Here’s the good news: thanks to relatively strong fundamentals and good policies, Asian economies have coped well with the global market turbulence of recent years. Now the bad: a major financial shock—say, of type ignited by the bankruptcy of U.S. investment bank Lehman Brothers in 2008—is likely to have a substantial impact on Asia. The reason: Asia’s increasing financial interconnectedness.
Over the past two decades—in line with the region’s growing role in the global economy—Asia’s equity markets have become increasingly sensitive to global financial developments. More specifically, we have discovered that equity returns in Asia generally now move in tandem with those in systemic economies. (By systemic economies, we are talking here about those countries—such as the United States and the United Kingdom which are home to major, global, financial centers such as Wall Street and the City of London.)
How do we measure that degree of financial interconnectedness? Or put another way, how do we measure the relationship—if any—between those Asian equity returns and the performance of systemic economies?

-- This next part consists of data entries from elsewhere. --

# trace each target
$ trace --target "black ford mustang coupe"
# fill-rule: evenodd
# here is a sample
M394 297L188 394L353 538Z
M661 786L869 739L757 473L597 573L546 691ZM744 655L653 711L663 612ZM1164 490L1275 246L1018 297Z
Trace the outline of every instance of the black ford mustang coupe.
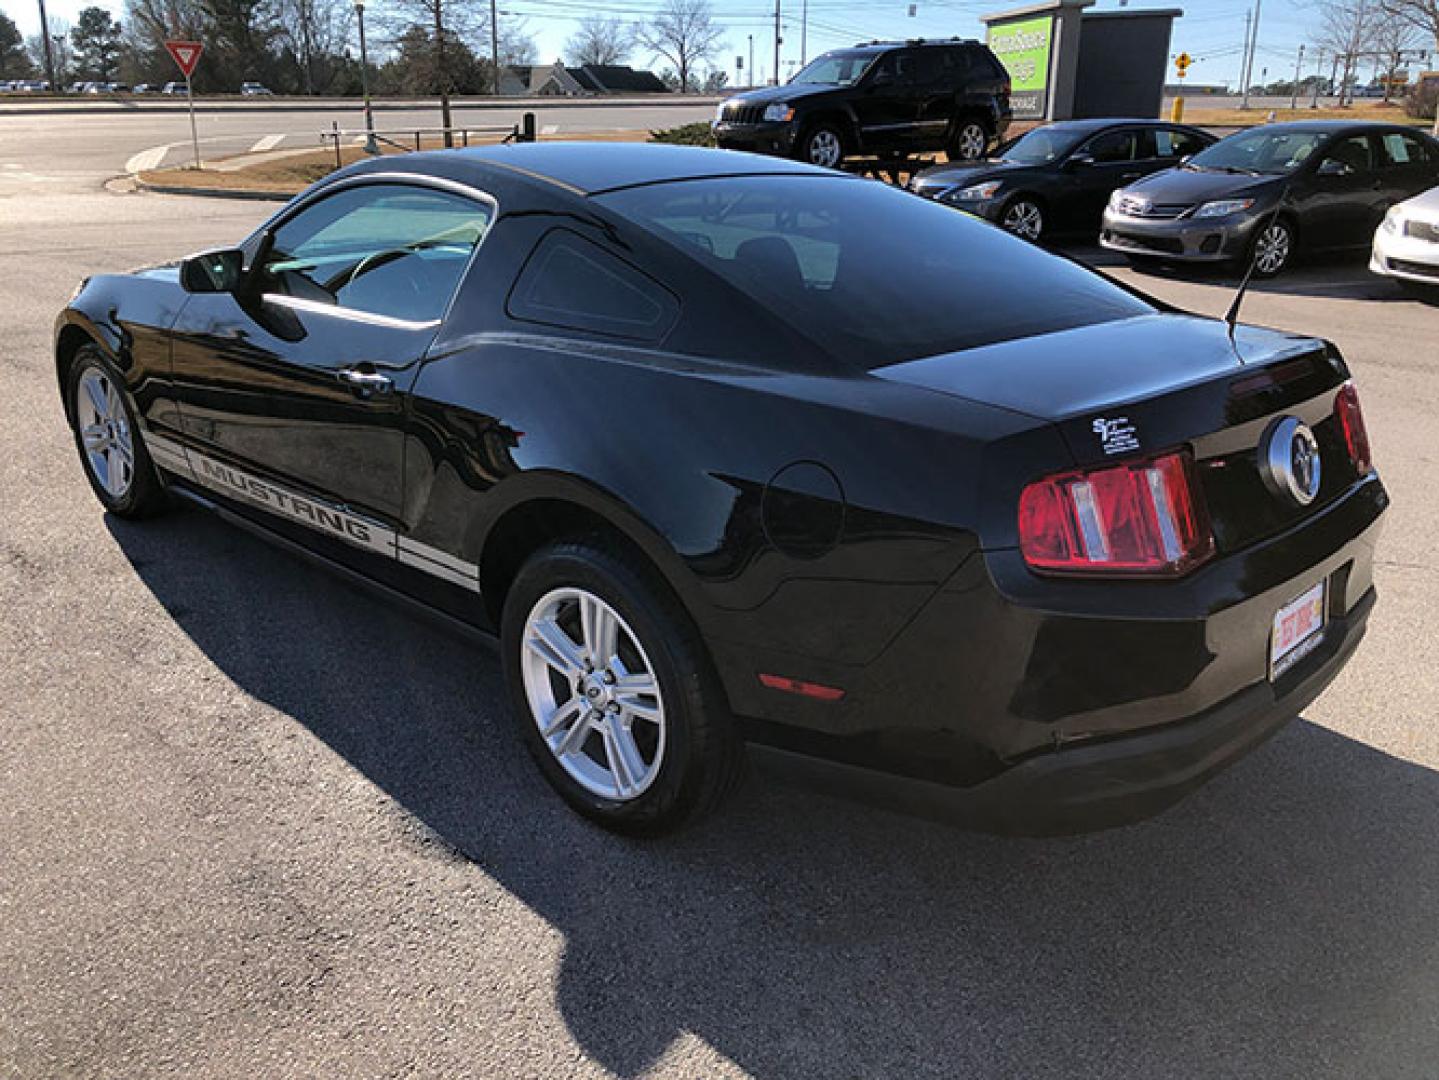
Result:
M1131 820L1374 603L1332 345L808 165L365 162L91 278L55 357L109 512L183 496L497 637L545 776L620 830L709 809L746 743L997 831Z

The answer: by tracking Asian financial “betas” which measure volatility and capture the impact of the systemic economies on Asian equities.
These betas describe the fluctuations of those equities in relation to the fluctuations of the benchmark–in this case, the performance of large, systemic economies. A positive beta means that the asset’s returns generally follow the market’s returns, while a negative beta means that the asset’s returns are generally unmoved by the market.
Asian financial betas have followed a modest, but steady upward trend over the past two decades. This is easily seen in a graph showing Asian financial betas and global financial shocks.
A spike on the graph—whether it represents the bursting of the technology bubble, or more recently, the turmoil in the euro area—is mirrored by a similar spike in Asian financial betas.